Uno de los propósitos —o tal vez de las promesas— del doctor Sánchez cuando arribó al gobierno fue el de encontrar una solución para los presos de ETA. La presión del PNV era, en este tema, intensa. Y no digamos la de Sortu-Bildu, cuyos votos podían ser en algún momento necesarios. Al ministro Grande-Marlaska se le encomendó la tarea y la abordó sin alharacas ni pomposas declaraciones, ciñéndose a la letra de la normativa penitenciaria, aunque no a su espíritu. O sea, lo mismo que hicieron sus predecesores —Pérez Rubalcaba y Fernández Díaz, sobre todo— con gran aspaviento y engordadas pretensiones a través de las que entonces se denominó vía Nanclares y que hoy, en virtud de la discreción, carece de título identificativo. Pero se trata de lo mismo: a los etarras que estén dispuestos a salir de la disciplina de la organización terrorista se les hace progresar de grado y se les alivia su régimen carcelario. Claro que otrora eso del abandono de la obediencia había que declararlo por escrito y pedir un perdón nominal —poca cosa, ciertamente, porque lo que la ley prevé es otra cosa: convertirse en delator, en resumen— y ahora basta con que el recluso se apunte al turno de limpieza o al reparto de revistas de la biblioteca carcelaria. Se han rebajado las exigencias, sí, pero no se nota demasiado porque tampoco se habla gran cosa del asunto.
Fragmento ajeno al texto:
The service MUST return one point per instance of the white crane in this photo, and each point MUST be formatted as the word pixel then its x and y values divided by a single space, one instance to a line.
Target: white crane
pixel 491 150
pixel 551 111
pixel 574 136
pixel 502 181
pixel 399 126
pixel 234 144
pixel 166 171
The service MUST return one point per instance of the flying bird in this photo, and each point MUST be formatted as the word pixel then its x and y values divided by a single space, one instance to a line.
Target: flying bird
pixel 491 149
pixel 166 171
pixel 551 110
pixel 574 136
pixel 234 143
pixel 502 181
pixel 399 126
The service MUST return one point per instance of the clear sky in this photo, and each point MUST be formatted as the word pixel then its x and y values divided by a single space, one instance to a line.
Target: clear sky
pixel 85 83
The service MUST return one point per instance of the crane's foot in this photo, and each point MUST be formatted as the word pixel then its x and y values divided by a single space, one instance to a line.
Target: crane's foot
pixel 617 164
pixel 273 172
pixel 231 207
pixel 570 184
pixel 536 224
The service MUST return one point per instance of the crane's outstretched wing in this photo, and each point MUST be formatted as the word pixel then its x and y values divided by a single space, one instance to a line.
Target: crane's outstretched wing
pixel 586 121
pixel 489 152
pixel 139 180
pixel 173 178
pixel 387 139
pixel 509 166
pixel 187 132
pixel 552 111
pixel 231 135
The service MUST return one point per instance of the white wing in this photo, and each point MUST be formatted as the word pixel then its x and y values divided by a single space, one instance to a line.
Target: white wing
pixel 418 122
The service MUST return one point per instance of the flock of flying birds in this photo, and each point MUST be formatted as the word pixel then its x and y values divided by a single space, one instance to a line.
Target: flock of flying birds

Ya he señalado en otra ocasión que el destino de una política así concebida no es otro que el del fracaso —remito a mi serie de artículos "Los presos de ETA y el juego de la gallina", 1, 2 y 3—, pues fracasados son los números que las autoridades del Ministerio del Interior han podido exhibir en cuanto a sus resultados. Y ahora, con Fernando Grande-Marlaska al frente de la política antiterrorista, está pasando lo mismo. Esos números son bien elocuentes: hay 213 presos etarras en las cárceles españolas y 170 de ellos —el 80 por ciento— siguen en el primer grado, algunos —cuarenta, en concreto— incluso con un régimen cerrado que es aún más restrictivo, de manera que la progresión al segundo grado sólo afecta a 43 de aquellos —el 20 por ciento—. Hay que señalar, además que, con relación a estos últimos, sólo tres han llegado al tercer grado, de forma que sólo duermen en la prisión. Y también, que de los 40 restantes, sólo 25 han "merecido" el acercamiento a cárceles próximas al País Vasco.
No me voy a entretener ahora a hacer comparaciones con el pasado, pues los números son casi exactamente los mismos. Sólo una minoría de los presos de ETA se doblegaron con Rubalcaba y Fernández Díaz, y sólo una minoría lo hacen ahora con Grande-Marlaska. Y eso que, como he señalado, las exigencias de éste han abandonado completamente el terreno ideológico —arrepentimiento, perdón— y se circunscriben a la aceptación de participar en los trabajos carcelarios.
Lo que todo esto significa es, sencillamente, que ETA se ha disuelto pero no está enterrada, especialmente en el ámbito carcelario —que es ya casi el único en el que quedan militantes de la organización—. Anótese, además, que es en ese ámbito en el que la disidencia de ETA —que responde a las siglas de Amnistia ta Askatasuna (ATA)— ha encontrado uno de sus principales caldos de cultivo. Son éstos los que aspiran ahora a reeditar la lucha armada y los que le acaban de recordar a Arnaldo Otegi que "Euskal Herria sigue en guerra" para que abandone sus veleidades pactistas con Pedro Sánchez.
Grande Marlaska, lo mismo que sus predecesores, ha fracasado en este asunto de la política penitenciaria contraterrorista porque, según parece, en el Ministerio del Interior no se aprende de los errores. Por eso, la derrota política de ETA no se ha producido. Y ahora resurge, con ATA, el fantasma del terrorismo nacionalista.